Hello everyone, and welcome back to another awesome episode of the BIF Bites Podcast. I’m your host, Jerry Mee, and we got a fun one for you today. Now, typically with these fun episodes, I’ll tell you a story or an anecdote or an example, and then relate that back to a CFP exam question or topic so that it can better prepare you for the exam. 

 Today, however, we’re going to do it a little bit different because this story is so crazy, you really need to understand the CFP exam topic first in order to truly appreciate it. So without further ado, I’m going to dive into that topic first, and then we’re going to hear a pretty crazy story that played out about 10 years ago. 

 First and foremost, the IRS has very special and specific rules when it comes to donating art or historical artifacts in order to get a charitable donation tax write-off. That is called the related use rule. What this rule says is that if you are going to donate a piece of art or historical artifact to a museum or institution that will display that piece for its intrinsic artistic or historical value, you can value that donation at its fair market value. 

 However, if you donate that piece to another type of charity, like a soup kitchen, you cannot value it at fair market value. Instead, you must value it at your cost basis. 

 00:02:11 Jerry Mee 

This rule exists to prevent abuse of the tax code. In the past, some wealthy individuals exploited loopholes by buying cheap artwork from friends, having it appraised for inflated values, and then donating it to unrelated charities for huge deductions. For example, someone might pay $1,000 for a painting, have it appraised for $50,000, donate it to a soup kitchen, and then claim that $50,000 deduction. 

 To stop this, the IRS created the related use rule, which essentially puts the accountability on museums and institutions. If they display the art, they are confirming it has artistic or educational value. In those cases, the donor can claim fair market value. But if the charity doesn’t use it for a related purpose, the donor can only claim cost basis. 
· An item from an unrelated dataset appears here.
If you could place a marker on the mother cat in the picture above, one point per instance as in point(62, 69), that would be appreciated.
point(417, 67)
 It’s a good rule that stops most abuse. But as we’ll see today, it’s not perfect. Keep that rule in mind as we go into today’s story: Hobby Lobby. 

 00:04:31 Jerry Mee 

For those who don’t know, Hobby Lobby is a massive arts and crafts retailer based in the Midwest. They’re hugely successful, earning hundreds of millions of dollars each year, and they’re owned by the Green family — a deeply religious family with an interest in biblical history and philanthropy. 

 The Greens wanted to combine their two passions — their interest in ancient Middle Eastern and biblical artifacts, and their desire to make charitable donations to reduce their tax bill. So, around 2007 to 2009, they hired a team of so-called archaeologists and historians (you’ll soon see why those titles deserve air quotes) and sent them via private jet to the Middle East. 

 There, they began buying historical artifacts at extremely low prices, then loaded them onto Hobby Lobby’s private jet, flew them back to the U.S., and had them appraised for enormous amounts. 

 00:07:00 Jerry Mee 

These weren’t small trinkets either. Among them was the Dream Tablet from the Epic of Gilgamesh — one of the oldest written works in human history. Hobby Lobby, an arts and crafts chain, had just bought a piece of it and brought it to America. 

 They then donated these artifacts — tens of thousands of them — to a museum in Washington, D.C. called the Museum of the Bible. They reported millions of dollars in donations and received enormous tax write-offs under the related use rule, since the artifacts were being displayed in a museum. 

 However, there was a major conflict of interest. The Museum of the Bible was owned and operated by the Green family, the same family that owns Hobby Lobby. Essentially, Hobby Lobby was buying artifacts, donating them to their own museum, and getting massive tax deductions. 

 00:09:30 Jerry Mee 

That’s not even the worst part. Their so-called experts weren’t careful about sourcing. Many of the artifacts they purchased turned out to be stolen or looted items from Iraq and Egypt, taken during the chaos of the Iraq War when museums were ransacked. Others were outright fakes — crude forgeries that any qualified archaeologist should have recognized immediately. 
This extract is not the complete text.